The result is as follows (note that ab.local is the local domain, served by this dns server, as well as the domain set as default in /etc/resolv.conf):
  dig a1
     (works, address is resolving)
  dig a1.ab.local
     (works, address is resolving)
  nslookup a1
     (works, address is resolving)
  nslookup a1.ab.local
     (works, address is resolving)
  ping a1
     (works, address is resolving)
  ping a1.ab.local
     (doesn't work - "ping: unknown host a1.ab.local")

Note: MacOS has no problems resolving either way, same with Windows.
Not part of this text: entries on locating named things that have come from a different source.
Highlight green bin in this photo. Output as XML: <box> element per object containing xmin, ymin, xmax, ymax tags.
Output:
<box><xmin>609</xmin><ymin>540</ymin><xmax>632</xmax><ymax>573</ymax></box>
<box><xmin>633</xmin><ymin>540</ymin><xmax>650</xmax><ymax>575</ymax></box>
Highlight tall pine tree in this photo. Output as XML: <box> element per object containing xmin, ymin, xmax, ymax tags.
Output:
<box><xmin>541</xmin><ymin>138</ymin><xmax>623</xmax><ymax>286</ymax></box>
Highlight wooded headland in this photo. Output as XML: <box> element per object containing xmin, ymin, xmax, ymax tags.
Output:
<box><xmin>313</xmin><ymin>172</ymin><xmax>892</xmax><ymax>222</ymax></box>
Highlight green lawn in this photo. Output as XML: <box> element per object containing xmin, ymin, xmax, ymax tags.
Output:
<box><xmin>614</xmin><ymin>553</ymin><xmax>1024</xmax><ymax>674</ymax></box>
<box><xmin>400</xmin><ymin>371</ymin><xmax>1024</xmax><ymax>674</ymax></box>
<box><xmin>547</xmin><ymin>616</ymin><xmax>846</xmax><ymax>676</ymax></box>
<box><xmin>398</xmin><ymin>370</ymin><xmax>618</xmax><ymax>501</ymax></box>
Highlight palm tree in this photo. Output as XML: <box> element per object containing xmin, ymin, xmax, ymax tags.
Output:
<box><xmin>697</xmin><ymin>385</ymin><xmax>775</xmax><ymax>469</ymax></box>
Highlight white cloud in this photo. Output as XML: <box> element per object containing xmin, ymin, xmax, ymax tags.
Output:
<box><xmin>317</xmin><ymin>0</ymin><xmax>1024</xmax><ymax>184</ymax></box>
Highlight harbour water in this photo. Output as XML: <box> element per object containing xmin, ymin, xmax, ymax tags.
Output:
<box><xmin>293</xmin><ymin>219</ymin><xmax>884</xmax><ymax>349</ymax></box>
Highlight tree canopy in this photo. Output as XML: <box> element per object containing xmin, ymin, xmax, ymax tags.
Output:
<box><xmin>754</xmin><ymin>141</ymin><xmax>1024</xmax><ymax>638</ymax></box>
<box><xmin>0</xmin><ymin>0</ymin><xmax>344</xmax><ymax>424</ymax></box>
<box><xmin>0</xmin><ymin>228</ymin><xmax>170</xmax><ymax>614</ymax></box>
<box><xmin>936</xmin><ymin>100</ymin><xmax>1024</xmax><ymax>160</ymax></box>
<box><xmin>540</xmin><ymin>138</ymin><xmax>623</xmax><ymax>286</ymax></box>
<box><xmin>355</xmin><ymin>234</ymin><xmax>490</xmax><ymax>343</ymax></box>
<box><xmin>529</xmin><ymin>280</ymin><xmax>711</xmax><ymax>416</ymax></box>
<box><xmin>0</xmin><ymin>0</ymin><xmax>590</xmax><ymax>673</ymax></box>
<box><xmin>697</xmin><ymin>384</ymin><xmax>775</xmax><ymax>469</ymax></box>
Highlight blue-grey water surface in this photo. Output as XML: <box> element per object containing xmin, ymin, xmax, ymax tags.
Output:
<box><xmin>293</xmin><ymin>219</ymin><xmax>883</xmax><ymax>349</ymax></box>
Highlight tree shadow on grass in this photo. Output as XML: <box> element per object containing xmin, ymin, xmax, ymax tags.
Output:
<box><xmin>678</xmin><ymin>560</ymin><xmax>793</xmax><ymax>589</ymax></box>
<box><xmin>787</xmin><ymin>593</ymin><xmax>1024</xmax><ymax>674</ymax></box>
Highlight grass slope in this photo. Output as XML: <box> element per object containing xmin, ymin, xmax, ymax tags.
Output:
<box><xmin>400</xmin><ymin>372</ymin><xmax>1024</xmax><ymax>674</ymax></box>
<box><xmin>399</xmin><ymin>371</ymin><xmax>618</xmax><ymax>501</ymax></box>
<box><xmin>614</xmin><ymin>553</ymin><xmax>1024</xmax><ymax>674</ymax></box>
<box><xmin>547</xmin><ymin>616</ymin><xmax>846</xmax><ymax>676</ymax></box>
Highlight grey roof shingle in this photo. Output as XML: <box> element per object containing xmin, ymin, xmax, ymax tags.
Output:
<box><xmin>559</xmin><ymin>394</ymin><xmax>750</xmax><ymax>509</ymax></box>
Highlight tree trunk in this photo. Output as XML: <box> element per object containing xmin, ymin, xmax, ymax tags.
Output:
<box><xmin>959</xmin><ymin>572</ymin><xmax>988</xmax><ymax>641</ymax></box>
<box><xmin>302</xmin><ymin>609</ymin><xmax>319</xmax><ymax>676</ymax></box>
I definitely know that there has been a time where my problems where solved, because this problem disappeared some time ago, but reappeared today.

my /etc/resolv.conf contains just this one sole (not yet replicated) nameserver:
  search ab.local
  nameserver 10.2.0.2

I've also added a line "domain ab.local", but this frequently gets overwritten by the dhcp server. It doesn't work though before being overwritten.

I'm puzzled where else to look or what search terms to use.

----------
Information overkill: I believe that above this line is everything one needs to know. If it makes a difference (I doubt, but just in case), here's more information about the real network setup.

There's 4 networks, 10.1.0.x, 10.2.0.x, 10.3.0.x and 192.168.1.x . The Nameserver resides on 10.2.0.2 and is distributed through dhcp to the rest of the network. There's forward resolution for all local networks to be in the same domain. Our local domain is named "ab.local", the hosts are - depending on the network - canonically named a1.ab.local through a255.ab.local, b1.ab.local etc. (additionally there's some CNAME records to name servers by function, but I guess this doesn't contribute to the problem). Reverse lookups for each of these networks just resolve to the numerical names, not the CNAMEs). There's one file containing forward lookups and 4 files containing reverse lookups.

Let me know if I need to provide more information or the bind config files. I have full access to all these machines.

Thanks
Olaf

Question information

Language:
English Edit question
Status:
Solved
For:
Ubuntu Edit question
Assignee:
No assignee Edit question
Solved by:
Andy Ruddock
Solved:
Last query:
Last reply:
Revision history for this message
Best Andy Ruddock (andy-ruddock) said :
#1

If you run

sudo ltrace -o ping.ltrace -f ping -c 4 a1.ab.local

Then you'll get a file "ping.ltrace" which contains the library calls made, that may give a clue.
You can also do the same with strace to get the system calls made.
Another thing is to use wireshark to capture any network traffic, you may some clue from there.

Revision history for this message
Olaf Kock (okock) said :
#2

Thanks Andy Ruddock, that solved my question.

Revision history for this message
Olaf Kock (okock) said :
#3

Hi Andy,

praise praise. Thanks a lot. strace did the trick and showed that /etc/nsswitch.conf was involved, containing the line

    hosts: files mdns4_minimal [NOTFOUND=return] dns mdns4

upon placing "dns" before [NOTFOUND=return] everything works as expected. The rest is to read the docs to understand what I've done and if I want /this/ solution or a different. At least the problem has been nailed down.